Le Consistoire, qui n’est plus aujourd’hui que le corps administratif de l’Église, était, sous Calvin, le gardien des ordonnances et particulièrement un tribunal des mœurs. Composé de six pasteurs et des douze anciens. il s’assemblait chaque semaine ; il mandait à sa barre les pécheurs publics ; quant aux fautes cachées « que nul n’amène son prochain au Consistoire » avant d’avoir taché, selon l’ordre de Jésus-Christ, de « l’amener en secret à repentance ». Sera excommunié, c’est-à-dire exclu de la cène, quiconque refusera de se reconnaître coupable et de s’amender ; seront bannis ceux que l’excommunication n’aura pu vaincre ; chaque année, en compagnie d’un ministre, les anciens devaient aller dans les familles exiger des formulaires de foi ; des délateurs subalternes, gardiens de ville ou gardiens de campagne, devaient prendre note des péchés commis contre Dieu ou contre le prochain pour les dénoncer à l’autorité ; les peines prononcées par le Consistoire étaient la réprimande, des amendes, dont une partie servait à payer les membres du Consistoire, la censure, en certains cas le renvoi devant le Conseil qui pouvait condamner à un emprisonnement d’une courte durée. Les membres du Consistoire étaient obligés par serment de dénoncer les faits venus à leur connaissance, de sorte qu’ils cumulaient souvent le rôle de délateurs et celui de juges.

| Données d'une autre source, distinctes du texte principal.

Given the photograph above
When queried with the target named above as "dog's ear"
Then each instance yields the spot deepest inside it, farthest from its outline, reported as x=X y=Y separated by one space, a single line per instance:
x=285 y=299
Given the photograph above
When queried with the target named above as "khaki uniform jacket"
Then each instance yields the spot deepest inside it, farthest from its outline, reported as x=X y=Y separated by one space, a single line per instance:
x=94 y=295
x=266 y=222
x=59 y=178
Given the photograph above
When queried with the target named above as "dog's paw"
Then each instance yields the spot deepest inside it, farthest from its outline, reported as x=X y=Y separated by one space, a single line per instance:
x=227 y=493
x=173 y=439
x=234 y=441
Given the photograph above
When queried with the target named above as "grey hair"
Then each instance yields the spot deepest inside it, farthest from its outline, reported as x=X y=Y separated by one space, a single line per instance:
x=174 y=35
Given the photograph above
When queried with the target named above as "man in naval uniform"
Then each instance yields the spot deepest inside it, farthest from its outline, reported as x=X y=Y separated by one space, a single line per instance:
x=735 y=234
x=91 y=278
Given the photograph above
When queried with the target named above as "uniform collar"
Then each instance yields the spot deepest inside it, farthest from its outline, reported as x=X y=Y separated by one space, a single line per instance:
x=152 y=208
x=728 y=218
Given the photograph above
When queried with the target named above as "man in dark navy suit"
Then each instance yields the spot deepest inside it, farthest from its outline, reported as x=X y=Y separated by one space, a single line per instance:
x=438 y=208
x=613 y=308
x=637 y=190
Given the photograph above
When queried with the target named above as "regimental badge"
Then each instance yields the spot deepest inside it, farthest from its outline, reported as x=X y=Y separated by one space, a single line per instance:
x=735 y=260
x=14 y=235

Ce n’était pas du reste une sinécure que d’être membre de ce tribunal : en une seule année, plus de deux cents affaires intentées pour blasphèmes, calomnies, paroles libertines, attentats aux mœurs, outrages à Calvin, offenses aux ministres, propos contre les exilés français, furent portées devant le Conseil à l’instigation du Consistoire. On juge aisément ce qu’avec de tels procédés purent devenir dans une petite ville — et Genève alors n’était qu’une petite ville de vingt mille âmes — la liberté et la sécurité de la vie privée.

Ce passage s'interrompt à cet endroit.